Der Anspruch eines Arbeitnehmers auf bezahlten Jahresurlaub erlischt in der Regel nur dann am Ende des Kalenderjahres, wenn der Arbeitgeber ihn zuvor über seinen konkreten Urlaubsanspruch und die Verfallfristen belehrt und der Arbeitnehmer den Urlaub dennoch aus freien Stücken nicht genommen hat. Dies entschied das Bundesarbeitsgericht (BAG) im Falle eines wissenschaftlichen Angestellten, der nicht genommenen Urlaub im Umfang von 51 Arbeitstagen aus zwei Jahren mit einem Bruttobetrag iHv. 11.979,26 Euro abgegolten haben wollte. Einen Antrag auf Gewährung dieses Urlaubs hatte er während des Arbeitsverhältnisses nicht gestellt. Die Erfurter Richter bejahten in ihrem Urteil zwar den nach den gesetzlichen und arbeitsvertraglichen Vorgaben vorgesehenen Verfall von nicht bis zum Jahresende bzw. Ende März gewährten und genommenen Urlaubs, vgl. § 7 Abs. 3 Satz 1 Bundesurlaubsgesetz (BUrlG). Das gelte nach bisheriger Rechtsprechung sogar für den Fall, dass der Arbeitnehmer den Arbeitgeber rechtzeitig, aber erfolglos zur Urlaubsgewährung aufgefordert hatte.
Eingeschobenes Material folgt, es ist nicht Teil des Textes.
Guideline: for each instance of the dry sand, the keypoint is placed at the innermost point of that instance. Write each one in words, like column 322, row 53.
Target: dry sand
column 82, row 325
Allerdings könne der Arbeitnehmer unter bestimmten Voraussetzungen Schadensersatz verlangen, der während des Arbeitsverhältnisses auf Gewährung von Ersatzurlaub und nach dessen Beendigung auf Abgeltung der nicht genommenen Urlaubstage gerichtet sei.
Mit dieser Fortsetzung der Rechtsprechung hat der Senat die Vorgaben des Gerichtshofs der Europäischen Union aufgrund der diesbezüglichen Vorabentscheidung (EuGH, Urteil vom 06.11.2018 – C-619/16; C-684/16) umgesetzt. Nach Maßgabe des Bundesurlaubsgesetzes sei es zwar dem Arbeitgeber vorbehalten, die zeitliche Lage des Urlaubs unter Berücksichtigung der Urlaubswünsche des Arbeitnehmers festzulegen. Entgegen der Annahme der Vorinstanz zwinge die Vorschrift den Arbeitgeber damit nicht, dem Arbeitnehmer von sich aus Urlaub zu gewähren. Allerdings obliege ihm unter Beachtung von Art. 7 Abs. 1 der Richtlinie 2003/88/EG (Arbeitzeitrichtlinie) die Initiativlast für die Verwirklichung des Urlaubsanspruchs. Nach der Rechtsprechung des EuGH sei der Arbeitgeber gehalten, „konkret und in völliger Transparenz dafür zu sorgen, dass der Arbeitnehmer tatsächlich in der Lage ist, seinen bezahlten Jahresurlaub zu nehmen, indem er ihn – erforderlichenfalls förmlich – auffordert, dies zu tun“. Der Arbeitgeber habe daher klar und rechtzeitig mitzuteilen, dass der Urlaub am Ende des Bezugszeitraums oder eines Übertragungszeitraums verfallen wird, wenn der Arbeitnehmer ihn nicht nimmt. Bei einer richtlinienkonformen Auslegung des Bundesurlaubsgesetzes könne der Verfall von Urlaub daher in der Regel nur eintreten, wenn der Arbeitgeber den Arbeitnehmer zuvor konkret aufgefordert hat, den Urlaub zu nehmen, und ihn klar und rechtzeitig darauf hingewiesen habe, dass der Urlaub anderenfalls mit Ablauf des Urlaubsjahres oder Übertragungszeitraums erlischt.
Fazit: Folge dieser Entscheidung wird sein, dass Arbeitgeber mehr als zuvor in die Pflicht genommen werden, darauf zu achten, dass Arbeitnehmer ihren Urlaub auch tatsächlich nehmen. So sollte konkret zum Urlaubsantritt aufgefordert und rechtzeitig auf den sonst eintretenden Verfall hingewiesen werden. Wichtig ist in diesem Zusammenhang eine angemessene Dokumentation dieser Hinweise und die Sicherung des Zugangs beim Arbeitnehmer. Auch sollte bei der Gestaltung von Arbeitsverträgen die genannte Rechtslage berücksichtigt werden.